Helveta announced today that it is to accelerate the development and deployment of the technology after closing a £1m funding round involving Carbon Trust Investments, Oxford Capital Partners, Albion Venture and Success Europe.
The company's software uses a combination of satellite technology, radio frequency identification (RFID) tags, barcode, and asset tracking to ensure timber has not been sourced from illegal plantations.
Firms using the technology map the boundaries of a permitted area using GPS devices to ensure that felling does not extend into protected areas.

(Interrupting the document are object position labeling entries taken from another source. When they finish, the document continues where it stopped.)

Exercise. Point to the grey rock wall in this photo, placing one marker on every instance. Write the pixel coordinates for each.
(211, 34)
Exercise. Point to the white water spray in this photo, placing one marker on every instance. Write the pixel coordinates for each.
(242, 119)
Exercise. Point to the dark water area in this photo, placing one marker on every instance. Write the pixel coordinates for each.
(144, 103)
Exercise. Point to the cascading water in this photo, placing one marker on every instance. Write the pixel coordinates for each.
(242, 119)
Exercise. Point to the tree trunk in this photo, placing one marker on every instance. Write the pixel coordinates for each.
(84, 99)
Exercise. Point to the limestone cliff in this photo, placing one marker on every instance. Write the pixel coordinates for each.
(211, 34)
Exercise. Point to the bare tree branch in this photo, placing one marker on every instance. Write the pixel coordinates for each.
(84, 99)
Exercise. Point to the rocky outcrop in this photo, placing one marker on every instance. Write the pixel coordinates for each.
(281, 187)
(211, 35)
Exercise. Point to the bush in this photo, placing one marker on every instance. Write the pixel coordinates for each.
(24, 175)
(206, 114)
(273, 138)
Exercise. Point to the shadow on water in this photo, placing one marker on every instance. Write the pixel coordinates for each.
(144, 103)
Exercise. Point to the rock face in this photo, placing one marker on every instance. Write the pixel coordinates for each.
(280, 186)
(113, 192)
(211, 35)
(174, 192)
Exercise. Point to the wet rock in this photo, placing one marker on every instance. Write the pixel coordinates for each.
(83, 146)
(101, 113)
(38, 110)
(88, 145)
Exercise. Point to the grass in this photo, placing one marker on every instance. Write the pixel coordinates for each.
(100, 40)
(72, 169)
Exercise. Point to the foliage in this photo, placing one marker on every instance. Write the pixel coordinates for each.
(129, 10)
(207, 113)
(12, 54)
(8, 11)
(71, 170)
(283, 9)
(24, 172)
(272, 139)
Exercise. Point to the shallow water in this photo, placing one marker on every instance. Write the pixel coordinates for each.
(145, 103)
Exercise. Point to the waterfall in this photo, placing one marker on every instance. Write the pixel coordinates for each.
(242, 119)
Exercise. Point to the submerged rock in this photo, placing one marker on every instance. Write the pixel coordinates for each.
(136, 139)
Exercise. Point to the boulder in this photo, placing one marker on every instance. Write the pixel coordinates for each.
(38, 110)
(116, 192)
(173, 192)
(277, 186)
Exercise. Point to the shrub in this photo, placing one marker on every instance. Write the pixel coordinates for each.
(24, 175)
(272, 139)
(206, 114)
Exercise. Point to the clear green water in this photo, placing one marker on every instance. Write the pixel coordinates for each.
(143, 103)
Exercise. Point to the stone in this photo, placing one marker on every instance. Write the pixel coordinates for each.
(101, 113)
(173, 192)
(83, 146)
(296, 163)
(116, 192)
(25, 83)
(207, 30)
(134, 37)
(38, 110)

They tag felled trees with barcodes or RFID tags so that purchasers can track harvested timber through every point in the supply chain, providing a real-time audit trail.

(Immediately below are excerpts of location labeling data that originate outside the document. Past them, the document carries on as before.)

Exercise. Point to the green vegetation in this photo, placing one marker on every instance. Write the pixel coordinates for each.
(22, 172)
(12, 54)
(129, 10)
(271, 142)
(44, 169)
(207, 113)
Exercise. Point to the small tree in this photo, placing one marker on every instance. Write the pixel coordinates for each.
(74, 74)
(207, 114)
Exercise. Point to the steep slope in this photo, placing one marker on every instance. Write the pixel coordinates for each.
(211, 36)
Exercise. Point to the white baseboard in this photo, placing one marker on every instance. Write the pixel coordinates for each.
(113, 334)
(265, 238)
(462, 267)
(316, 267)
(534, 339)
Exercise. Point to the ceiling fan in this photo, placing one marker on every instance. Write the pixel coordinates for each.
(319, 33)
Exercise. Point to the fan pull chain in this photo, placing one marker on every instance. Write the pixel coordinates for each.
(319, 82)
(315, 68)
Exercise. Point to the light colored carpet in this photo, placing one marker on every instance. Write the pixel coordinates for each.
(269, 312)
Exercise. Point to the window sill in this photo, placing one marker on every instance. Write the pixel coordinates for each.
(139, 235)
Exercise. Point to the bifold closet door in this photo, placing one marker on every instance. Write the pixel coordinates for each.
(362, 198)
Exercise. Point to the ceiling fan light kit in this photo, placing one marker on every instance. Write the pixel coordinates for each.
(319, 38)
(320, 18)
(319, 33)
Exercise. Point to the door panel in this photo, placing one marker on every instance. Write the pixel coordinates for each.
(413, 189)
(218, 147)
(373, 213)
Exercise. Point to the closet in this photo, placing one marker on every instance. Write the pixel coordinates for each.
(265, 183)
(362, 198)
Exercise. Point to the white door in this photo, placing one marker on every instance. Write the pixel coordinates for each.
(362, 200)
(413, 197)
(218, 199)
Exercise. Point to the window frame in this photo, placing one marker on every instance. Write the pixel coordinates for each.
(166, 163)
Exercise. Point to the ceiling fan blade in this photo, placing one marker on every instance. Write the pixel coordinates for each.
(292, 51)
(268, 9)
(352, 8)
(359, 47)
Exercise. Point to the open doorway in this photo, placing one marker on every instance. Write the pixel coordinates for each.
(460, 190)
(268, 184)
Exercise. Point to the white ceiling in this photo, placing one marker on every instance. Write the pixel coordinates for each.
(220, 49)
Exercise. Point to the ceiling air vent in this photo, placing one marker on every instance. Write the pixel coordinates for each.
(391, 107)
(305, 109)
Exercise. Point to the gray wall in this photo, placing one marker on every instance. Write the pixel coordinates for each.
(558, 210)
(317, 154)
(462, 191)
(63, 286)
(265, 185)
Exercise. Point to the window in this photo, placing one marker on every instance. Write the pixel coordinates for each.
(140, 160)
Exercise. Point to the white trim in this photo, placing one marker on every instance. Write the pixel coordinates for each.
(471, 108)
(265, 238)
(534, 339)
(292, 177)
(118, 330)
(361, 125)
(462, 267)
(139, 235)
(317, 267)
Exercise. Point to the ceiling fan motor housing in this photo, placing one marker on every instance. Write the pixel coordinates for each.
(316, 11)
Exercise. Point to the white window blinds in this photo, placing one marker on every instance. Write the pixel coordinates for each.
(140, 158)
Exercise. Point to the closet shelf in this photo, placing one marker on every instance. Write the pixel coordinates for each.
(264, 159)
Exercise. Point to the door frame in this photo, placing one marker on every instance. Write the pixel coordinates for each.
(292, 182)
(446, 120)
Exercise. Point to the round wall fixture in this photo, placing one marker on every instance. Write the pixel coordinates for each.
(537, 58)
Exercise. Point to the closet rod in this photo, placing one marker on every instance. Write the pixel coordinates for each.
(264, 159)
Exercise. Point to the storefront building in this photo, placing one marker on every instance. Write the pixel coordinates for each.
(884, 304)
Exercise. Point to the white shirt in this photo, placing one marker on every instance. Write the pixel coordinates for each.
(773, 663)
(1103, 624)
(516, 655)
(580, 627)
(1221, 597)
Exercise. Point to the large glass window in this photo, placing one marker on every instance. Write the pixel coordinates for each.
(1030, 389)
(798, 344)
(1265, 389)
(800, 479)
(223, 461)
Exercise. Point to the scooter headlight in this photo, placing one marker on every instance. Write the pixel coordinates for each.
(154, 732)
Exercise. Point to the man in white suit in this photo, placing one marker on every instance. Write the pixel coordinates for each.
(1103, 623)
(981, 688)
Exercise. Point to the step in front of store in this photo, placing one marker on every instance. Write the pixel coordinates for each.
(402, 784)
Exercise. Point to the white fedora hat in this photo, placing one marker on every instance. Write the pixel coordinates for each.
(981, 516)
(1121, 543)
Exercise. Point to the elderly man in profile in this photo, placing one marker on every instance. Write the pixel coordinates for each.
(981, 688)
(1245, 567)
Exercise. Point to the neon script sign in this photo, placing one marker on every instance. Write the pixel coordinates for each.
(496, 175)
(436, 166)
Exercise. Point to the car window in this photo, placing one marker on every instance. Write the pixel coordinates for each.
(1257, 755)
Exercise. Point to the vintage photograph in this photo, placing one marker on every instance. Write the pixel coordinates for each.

Deforestation is widely held as being responsible for about 17 per cent of global greenhouse gas emissions and despite the introduction of increasingly tight rules designed to curb deforestation rates, many countries still find it difficult to enforce new regulations.
Peter Linthwaite, managing partner for Carbon Trust Investment Partners, said the introduction of new forestry rules meant there was a growing market for Helveta's technology. "Helveta provides a uniquely robust means of delivering the necessary information to implement increasingly demanding regulations, and we are very excited about the opportunity this presents," he said.

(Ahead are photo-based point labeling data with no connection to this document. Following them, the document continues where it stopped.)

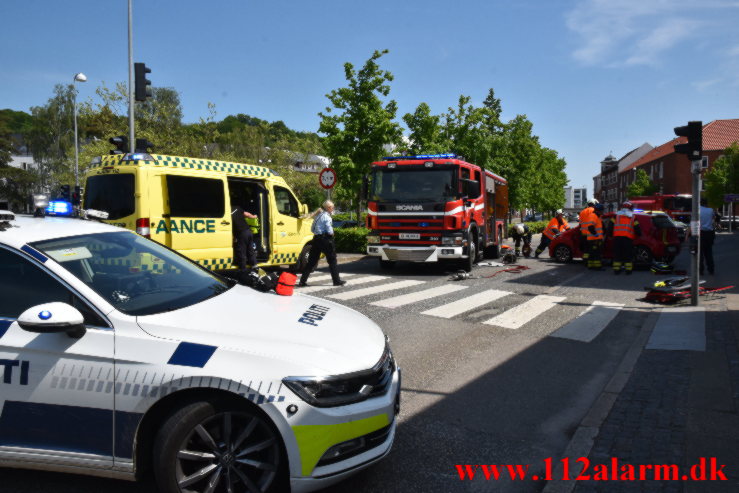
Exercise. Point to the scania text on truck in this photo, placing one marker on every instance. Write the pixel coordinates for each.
(436, 207)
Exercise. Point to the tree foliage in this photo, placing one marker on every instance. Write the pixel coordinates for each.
(359, 124)
(723, 177)
(642, 185)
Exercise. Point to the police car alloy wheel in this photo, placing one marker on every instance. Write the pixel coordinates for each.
(212, 448)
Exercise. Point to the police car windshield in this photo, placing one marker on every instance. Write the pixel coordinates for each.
(137, 276)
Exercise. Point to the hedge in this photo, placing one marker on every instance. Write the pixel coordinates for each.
(351, 240)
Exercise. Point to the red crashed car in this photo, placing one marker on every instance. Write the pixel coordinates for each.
(658, 241)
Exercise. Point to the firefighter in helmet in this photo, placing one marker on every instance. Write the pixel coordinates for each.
(595, 237)
(625, 229)
(553, 229)
(522, 234)
(583, 221)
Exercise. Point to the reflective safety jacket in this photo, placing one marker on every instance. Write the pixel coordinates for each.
(595, 228)
(583, 217)
(554, 228)
(625, 225)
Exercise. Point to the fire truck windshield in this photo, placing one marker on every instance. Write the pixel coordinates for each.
(413, 184)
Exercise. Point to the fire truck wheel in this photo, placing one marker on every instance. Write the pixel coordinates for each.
(386, 264)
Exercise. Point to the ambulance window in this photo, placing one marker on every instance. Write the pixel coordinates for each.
(113, 194)
(286, 203)
(195, 197)
(23, 285)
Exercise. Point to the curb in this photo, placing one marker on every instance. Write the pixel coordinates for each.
(582, 441)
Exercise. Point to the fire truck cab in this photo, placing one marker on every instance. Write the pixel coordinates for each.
(434, 207)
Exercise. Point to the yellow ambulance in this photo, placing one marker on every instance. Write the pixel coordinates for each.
(186, 203)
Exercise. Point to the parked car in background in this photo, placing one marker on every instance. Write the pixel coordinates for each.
(659, 240)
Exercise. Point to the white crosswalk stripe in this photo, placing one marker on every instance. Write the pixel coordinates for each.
(407, 299)
(350, 282)
(519, 315)
(590, 323)
(466, 304)
(358, 293)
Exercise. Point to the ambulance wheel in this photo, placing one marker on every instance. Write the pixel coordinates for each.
(643, 256)
(209, 447)
(386, 264)
(563, 254)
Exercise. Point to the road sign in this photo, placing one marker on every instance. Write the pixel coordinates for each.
(327, 178)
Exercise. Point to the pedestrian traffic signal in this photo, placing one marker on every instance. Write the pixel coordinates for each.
(143, 145)
(142, 85)
(694, 147)
(121, 144)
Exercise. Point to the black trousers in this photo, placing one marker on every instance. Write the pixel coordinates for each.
(322, 244)
(244, 250)
(707, 238)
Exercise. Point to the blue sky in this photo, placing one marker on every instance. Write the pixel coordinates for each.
(594, 76)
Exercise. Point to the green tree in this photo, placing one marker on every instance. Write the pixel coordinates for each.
(723, 177)
(425, 135)
(359, 124)
(642, 185)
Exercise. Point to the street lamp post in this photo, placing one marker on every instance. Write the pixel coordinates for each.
(79, 77)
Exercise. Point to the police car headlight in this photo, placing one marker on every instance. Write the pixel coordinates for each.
(340, 390)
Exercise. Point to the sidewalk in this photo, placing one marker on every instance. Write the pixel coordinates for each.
(670, 406)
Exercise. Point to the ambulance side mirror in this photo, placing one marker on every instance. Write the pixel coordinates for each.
(49, 318)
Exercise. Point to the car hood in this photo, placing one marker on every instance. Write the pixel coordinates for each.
(320, 336)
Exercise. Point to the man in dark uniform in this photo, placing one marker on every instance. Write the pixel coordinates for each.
(244, 249)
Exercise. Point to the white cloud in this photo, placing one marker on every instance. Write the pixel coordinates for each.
(636, 32)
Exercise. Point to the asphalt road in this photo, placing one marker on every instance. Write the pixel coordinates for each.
(473, 392)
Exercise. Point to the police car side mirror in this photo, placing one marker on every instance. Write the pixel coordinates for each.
(49, 318)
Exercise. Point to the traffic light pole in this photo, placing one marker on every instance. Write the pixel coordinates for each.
(695, 233)
(131, 138)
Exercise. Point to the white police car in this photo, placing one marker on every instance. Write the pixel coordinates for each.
(118, 355)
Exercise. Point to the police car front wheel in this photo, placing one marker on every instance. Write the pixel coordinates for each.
(209, 448)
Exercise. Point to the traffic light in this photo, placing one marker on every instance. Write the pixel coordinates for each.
(142, 85)
(694, 147)
(121, 144)
(143, 145)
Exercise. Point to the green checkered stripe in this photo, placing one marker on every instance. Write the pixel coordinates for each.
(217, 263)
(194, 164)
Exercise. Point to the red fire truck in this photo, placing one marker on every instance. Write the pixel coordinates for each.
(678, 207)
(434, 207)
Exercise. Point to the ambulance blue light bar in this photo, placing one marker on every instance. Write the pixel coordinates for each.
(59, 208)
(420, 157)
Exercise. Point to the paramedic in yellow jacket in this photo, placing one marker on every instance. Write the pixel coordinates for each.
(553, 229)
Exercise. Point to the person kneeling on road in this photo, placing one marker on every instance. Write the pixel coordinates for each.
(553, 229)
(323, 242)
(521, 233)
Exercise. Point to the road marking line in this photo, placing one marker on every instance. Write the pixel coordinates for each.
(519, 315)
(407, 299)
(458, 307)
(350, 282)
(590, 323)
(358, 293)
(680, 329)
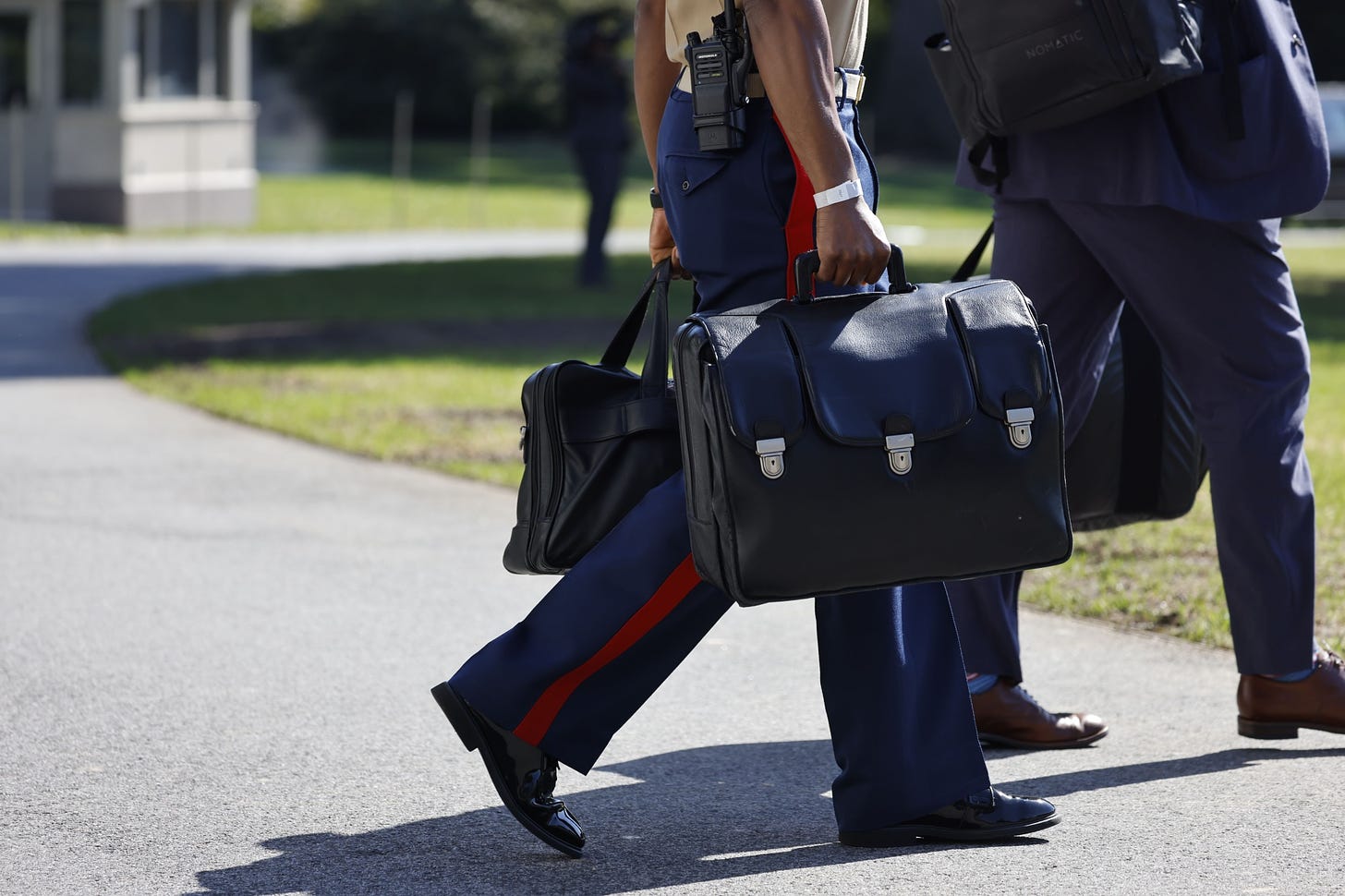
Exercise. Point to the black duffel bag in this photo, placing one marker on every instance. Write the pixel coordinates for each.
(596, 439)
(869, 440)
(1137, 455)
(1012, 67)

The company has already deployed the software in Liberia, South Africa, Bolivia and Ghana and, according to chief executive Patrick Newton, is looking to expand into new Central African markets.
The firm also signalled that it could adapt the tracking software for use in other industries where supply chains can have a negative impact on the environment, such as agriculture and livestock.
There have recently been signs that the battle to address illegal logging is slowly being won, after new figures from the UN Food and Agriculture Organisation (FAO) show that the rate of deforestation slowed during the past decade.
The agency reported that 13 million hectares (ha) of forest were lost each year on average between 2000 and 2010, compared to 16 million ha a year during the 1990s. Increased reforestation also meant that the net loss of forested land fell from 8.8 million ha a year in the 1990s to 5.2 million ha a year during the noughties.
The organisation warned that the rates of deforestation remained far too high, but noted that encouraging progress was being made in the world's most forested countries, Brazil and Indonesia, to tackle the problem.
Proposals for tackling deforestation also marked one of the few areas where genuine progress was achieved at last year's Copenhagen climate change summit, where it was agreed that a new multibillion-dollar fund would be launched to help support forest protection initiatives and deliver an improved forest monitoring network.